Barrientos admitió que todos son "conocidos".
"Entraron dos y el otro quedó en la puerta. Uno estaba con casco, pero lo conocés igual, del barrio. Otro vino hace
dos años, a robarme, pero era menor y por eso zafó", dijo.
Al abordar la cuestión legal, estimó que el mismo joven podría recuperar nuevamente la libertad, porque, "como son
las leyes, supuestamente es la primera c... que se manda de mayor y así podría salir".
"Vamos a ver el fiscal qué papel adopta y también el juez. A ver cómo sigue la otra pata de la mesa. A ver si esta
gente se cura, cosa que no creo", señaló Barrientos, quien admitió que ayer aún sentía dolor de cabeza por los golpes.
"Perdí la cuenta".
Sobre la cantidad de delitos sufridos, el informante fue tajante: "ya no cuento más; perdí la cuenta" y reconoció
que "te cuesta bastante" seguir adelante, aunque "no te queda otra".

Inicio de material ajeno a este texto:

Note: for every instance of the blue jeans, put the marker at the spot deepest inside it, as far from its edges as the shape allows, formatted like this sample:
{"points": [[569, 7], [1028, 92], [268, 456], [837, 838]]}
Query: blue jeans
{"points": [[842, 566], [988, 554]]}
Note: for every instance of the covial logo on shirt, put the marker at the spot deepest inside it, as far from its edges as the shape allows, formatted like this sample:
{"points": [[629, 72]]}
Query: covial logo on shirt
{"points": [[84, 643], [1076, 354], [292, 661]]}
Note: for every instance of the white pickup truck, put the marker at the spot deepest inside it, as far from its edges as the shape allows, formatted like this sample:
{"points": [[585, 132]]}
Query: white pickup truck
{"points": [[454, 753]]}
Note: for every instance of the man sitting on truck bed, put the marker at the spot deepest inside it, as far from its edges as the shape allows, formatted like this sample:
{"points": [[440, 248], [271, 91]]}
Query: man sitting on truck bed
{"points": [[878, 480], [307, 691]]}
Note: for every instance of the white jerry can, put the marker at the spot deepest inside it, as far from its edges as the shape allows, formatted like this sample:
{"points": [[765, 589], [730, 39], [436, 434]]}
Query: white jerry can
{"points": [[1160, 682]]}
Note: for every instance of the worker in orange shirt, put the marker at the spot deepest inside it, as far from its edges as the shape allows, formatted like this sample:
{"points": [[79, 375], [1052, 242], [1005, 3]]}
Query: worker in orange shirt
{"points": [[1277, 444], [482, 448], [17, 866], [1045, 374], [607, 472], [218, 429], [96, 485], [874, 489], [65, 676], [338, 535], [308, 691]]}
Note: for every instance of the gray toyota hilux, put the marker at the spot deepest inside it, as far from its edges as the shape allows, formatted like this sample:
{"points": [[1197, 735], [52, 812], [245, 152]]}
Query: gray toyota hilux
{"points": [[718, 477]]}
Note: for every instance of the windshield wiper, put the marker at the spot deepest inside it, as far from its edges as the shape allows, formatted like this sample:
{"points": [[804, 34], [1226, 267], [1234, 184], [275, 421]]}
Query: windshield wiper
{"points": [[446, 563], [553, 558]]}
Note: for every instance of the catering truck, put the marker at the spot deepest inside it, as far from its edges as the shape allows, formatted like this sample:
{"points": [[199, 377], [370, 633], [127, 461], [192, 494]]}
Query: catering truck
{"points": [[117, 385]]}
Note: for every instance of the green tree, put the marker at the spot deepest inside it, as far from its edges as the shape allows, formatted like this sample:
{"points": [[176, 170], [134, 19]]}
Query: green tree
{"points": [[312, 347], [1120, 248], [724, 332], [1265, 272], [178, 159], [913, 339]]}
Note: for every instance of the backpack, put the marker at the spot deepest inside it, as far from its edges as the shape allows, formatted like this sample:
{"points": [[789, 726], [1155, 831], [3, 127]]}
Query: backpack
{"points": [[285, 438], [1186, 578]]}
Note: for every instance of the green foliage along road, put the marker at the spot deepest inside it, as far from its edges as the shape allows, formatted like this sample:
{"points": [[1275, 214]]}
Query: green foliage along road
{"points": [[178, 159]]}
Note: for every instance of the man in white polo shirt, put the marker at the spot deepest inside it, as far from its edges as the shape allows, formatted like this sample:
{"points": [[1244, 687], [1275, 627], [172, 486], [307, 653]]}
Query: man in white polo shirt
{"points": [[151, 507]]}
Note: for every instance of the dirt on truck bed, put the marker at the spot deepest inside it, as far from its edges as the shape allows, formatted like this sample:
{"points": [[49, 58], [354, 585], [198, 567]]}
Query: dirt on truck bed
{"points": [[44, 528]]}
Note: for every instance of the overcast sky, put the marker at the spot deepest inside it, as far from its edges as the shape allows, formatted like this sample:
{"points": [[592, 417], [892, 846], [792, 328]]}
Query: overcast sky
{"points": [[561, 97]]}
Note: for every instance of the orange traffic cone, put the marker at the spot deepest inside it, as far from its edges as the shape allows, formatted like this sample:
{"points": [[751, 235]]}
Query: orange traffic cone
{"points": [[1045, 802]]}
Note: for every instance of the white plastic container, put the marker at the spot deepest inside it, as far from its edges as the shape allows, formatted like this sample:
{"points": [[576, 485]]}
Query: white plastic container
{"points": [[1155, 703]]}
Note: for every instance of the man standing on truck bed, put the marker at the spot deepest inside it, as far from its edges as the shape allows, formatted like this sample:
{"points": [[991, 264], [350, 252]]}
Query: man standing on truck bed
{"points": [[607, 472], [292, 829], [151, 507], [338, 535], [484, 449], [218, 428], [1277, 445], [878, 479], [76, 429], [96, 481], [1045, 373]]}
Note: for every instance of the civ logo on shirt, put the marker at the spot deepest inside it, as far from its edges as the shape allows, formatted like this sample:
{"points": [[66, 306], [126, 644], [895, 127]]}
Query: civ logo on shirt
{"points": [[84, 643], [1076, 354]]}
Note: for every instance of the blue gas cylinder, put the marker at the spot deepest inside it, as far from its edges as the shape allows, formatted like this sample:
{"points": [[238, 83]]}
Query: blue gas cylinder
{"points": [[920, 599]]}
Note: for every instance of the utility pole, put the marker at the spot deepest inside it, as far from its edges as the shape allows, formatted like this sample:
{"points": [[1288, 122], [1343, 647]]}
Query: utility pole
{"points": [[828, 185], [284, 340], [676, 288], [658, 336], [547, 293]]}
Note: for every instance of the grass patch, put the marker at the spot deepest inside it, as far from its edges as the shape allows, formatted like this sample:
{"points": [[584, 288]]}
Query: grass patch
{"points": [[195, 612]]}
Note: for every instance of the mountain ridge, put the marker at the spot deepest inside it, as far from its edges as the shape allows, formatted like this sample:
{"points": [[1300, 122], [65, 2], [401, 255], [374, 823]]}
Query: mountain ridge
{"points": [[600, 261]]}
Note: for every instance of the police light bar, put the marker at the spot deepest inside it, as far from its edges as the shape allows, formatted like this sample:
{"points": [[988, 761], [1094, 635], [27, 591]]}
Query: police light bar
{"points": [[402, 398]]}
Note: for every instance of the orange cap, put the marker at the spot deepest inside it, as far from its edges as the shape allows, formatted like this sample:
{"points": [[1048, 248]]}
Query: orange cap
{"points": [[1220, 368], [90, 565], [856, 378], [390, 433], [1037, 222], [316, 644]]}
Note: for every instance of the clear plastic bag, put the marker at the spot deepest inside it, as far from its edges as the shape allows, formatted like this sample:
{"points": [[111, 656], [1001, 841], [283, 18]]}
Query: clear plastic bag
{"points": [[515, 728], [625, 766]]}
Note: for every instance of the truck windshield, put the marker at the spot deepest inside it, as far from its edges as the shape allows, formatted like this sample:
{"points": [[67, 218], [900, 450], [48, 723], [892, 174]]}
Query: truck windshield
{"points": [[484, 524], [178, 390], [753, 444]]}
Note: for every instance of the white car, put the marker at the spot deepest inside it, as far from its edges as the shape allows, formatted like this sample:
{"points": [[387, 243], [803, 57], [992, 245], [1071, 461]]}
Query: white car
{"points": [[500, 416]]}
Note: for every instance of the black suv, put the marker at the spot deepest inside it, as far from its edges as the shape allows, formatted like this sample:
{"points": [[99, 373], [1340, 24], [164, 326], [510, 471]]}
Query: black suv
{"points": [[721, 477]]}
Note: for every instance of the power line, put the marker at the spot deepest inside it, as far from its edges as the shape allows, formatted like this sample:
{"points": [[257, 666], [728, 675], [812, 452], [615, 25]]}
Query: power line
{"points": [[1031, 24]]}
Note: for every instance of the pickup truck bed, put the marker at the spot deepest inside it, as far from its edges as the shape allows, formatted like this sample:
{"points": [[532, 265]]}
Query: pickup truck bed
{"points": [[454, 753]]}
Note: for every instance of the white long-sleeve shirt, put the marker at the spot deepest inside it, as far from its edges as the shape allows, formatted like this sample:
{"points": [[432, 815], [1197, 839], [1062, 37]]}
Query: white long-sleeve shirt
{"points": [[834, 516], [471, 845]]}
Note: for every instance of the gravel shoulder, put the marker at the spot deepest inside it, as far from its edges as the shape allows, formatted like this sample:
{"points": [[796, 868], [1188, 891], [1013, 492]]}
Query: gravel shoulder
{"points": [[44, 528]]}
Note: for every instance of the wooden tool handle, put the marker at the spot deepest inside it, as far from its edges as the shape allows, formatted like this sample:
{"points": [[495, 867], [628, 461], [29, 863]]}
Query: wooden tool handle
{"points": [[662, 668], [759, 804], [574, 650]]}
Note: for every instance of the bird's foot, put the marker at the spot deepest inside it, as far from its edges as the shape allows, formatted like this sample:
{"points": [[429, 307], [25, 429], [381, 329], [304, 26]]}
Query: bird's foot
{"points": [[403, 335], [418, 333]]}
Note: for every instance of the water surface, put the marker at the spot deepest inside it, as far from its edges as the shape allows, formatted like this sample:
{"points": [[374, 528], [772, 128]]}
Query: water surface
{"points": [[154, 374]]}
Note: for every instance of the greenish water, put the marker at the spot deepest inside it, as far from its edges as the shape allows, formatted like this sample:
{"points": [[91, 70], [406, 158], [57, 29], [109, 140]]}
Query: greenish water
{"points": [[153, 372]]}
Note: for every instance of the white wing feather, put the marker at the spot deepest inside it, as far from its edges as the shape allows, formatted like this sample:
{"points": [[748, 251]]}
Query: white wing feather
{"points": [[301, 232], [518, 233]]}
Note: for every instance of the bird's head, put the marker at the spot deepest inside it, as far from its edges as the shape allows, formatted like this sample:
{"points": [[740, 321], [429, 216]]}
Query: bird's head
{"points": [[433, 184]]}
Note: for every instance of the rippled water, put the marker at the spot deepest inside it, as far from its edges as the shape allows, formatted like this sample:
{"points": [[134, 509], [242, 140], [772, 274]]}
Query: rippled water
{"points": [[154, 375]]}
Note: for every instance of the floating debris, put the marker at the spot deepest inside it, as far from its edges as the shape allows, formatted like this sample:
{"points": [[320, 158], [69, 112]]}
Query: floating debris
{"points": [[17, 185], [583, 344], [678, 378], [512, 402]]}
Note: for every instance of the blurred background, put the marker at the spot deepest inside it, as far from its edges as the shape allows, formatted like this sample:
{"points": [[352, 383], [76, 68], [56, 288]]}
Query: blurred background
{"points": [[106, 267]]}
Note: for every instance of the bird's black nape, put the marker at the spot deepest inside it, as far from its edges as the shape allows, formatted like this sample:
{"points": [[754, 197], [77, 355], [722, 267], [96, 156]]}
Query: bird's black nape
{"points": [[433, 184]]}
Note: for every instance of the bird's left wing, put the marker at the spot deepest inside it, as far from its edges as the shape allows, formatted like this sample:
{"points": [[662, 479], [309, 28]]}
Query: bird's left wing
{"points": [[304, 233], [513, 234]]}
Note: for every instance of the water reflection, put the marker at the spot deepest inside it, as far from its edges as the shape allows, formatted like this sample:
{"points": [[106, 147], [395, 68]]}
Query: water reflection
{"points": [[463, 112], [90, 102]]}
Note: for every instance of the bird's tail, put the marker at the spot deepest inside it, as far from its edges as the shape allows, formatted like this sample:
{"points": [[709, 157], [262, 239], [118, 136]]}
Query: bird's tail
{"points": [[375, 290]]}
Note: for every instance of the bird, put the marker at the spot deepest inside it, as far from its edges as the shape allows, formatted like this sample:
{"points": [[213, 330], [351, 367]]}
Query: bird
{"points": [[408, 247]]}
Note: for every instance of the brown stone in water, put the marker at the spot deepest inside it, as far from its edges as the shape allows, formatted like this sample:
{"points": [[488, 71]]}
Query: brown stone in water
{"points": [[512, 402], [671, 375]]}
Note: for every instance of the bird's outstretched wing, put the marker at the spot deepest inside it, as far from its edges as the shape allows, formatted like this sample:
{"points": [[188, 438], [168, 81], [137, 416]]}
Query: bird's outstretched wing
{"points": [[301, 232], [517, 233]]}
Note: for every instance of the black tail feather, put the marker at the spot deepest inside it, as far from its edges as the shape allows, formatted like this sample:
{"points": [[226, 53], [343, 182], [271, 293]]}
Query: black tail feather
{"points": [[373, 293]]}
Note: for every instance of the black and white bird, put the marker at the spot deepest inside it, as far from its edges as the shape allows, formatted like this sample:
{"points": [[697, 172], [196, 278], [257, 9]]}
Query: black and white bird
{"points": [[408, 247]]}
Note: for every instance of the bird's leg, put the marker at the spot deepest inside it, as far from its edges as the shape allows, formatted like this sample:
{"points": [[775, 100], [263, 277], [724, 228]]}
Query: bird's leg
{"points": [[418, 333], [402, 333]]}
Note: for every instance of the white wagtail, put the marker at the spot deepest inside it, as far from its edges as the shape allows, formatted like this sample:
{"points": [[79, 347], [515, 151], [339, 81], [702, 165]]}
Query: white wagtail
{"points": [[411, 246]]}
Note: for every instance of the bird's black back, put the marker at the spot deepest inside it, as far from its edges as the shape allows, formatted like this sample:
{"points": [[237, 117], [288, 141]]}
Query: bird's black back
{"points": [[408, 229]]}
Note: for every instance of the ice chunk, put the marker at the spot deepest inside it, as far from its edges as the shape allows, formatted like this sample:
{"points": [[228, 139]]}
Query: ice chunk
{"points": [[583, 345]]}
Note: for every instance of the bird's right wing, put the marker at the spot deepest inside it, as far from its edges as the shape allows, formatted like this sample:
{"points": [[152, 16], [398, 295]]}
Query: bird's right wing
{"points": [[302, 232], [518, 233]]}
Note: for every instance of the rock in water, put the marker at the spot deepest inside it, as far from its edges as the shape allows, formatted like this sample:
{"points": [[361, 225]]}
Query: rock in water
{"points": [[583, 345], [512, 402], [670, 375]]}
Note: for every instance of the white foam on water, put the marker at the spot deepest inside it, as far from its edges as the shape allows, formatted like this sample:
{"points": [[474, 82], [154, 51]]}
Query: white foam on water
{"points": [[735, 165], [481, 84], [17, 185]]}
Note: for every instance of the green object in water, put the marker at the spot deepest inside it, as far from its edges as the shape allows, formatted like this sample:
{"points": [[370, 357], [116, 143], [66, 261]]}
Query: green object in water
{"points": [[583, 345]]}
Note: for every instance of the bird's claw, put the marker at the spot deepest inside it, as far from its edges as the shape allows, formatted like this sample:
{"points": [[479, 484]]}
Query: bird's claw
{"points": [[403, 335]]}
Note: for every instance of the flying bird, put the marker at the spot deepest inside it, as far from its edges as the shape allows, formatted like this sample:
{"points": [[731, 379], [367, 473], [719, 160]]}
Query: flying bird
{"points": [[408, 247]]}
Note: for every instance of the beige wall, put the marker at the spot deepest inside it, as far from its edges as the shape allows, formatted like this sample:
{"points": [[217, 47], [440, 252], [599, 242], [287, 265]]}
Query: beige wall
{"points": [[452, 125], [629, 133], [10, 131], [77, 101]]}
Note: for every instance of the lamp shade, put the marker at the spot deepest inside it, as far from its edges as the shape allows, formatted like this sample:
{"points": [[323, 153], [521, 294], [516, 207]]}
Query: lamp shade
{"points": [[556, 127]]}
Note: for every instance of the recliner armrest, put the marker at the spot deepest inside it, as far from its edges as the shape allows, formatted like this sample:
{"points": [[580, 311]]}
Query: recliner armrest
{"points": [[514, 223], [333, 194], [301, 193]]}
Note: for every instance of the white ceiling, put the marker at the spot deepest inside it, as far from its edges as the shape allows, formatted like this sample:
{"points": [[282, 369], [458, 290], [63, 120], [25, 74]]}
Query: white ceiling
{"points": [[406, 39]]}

Para el esclarecimiento del delito de la antevíspera, destacó el compromiso de los vecinos, que observaron la fuga
de los sujetos y avisaron al servicio de emergencias.
"Ellos se portaron muy bien y la policía actuó rapidísimo, porque yo llamé al 911, pero los vecinos ya habían
llamado y estaban acá cuando yo me estaba comunicando", comentó.
Para llegar a los supuestos malhechores, que se movilizaban en una moto Honda Biz, de 110cc y color gris, patente
DNF 799, que luego fue secuestrada, habría sido clave el aporte de un testigo, que los vio ingresar en la finca de la
calle Moreno al 1600.
"Se produjo una persecución en el interior de la vivienda y una lucha con el personal", hasta que finalmente se los
redujo, explicó el comisario Flavio Fatutta, jefe de la comisaría Quinta.
En el lugar se secuestraron el dinero sustraído en el comercio, un casco, un par de anteojos negros, un hierro
similar a un arma casera, un teléfono celular y documentación perteneciente a María Verónica Araujo (33), una de las
damnificadas.
Habría baleado a un camionero
Se sospecha que Adrián Escobar podría ser uno de los sujetos que, horas antes del violento asalto en el barrio
Noroeste, protagonizó otro hecho delictivo grave, al balear en un brazo a un camionero.
Ese incidente tuvo lugar en Zelarrayán al 3000, esquina Rigamonti, donde, al parecer, se registró un incidente de
tránsito entre el transportista, Carlos Alberto Salcedo y dos motociclistas (entre ellos estaría el acusado).
Ambas partes habrían discutido de manera acalorada, hasta que el transportista recibió amenazas y reanudó la marcha.
Escobar, como acompañante del conductor de la moto (sería la que se secuestró en jurisdicción de la seccional
Quinta), sería quien extrajo un arma y disparó contra el camión, impactando uno de los tiros en un brazo de Salcedo,
quien fue hospitalizado ayer a las 19.20.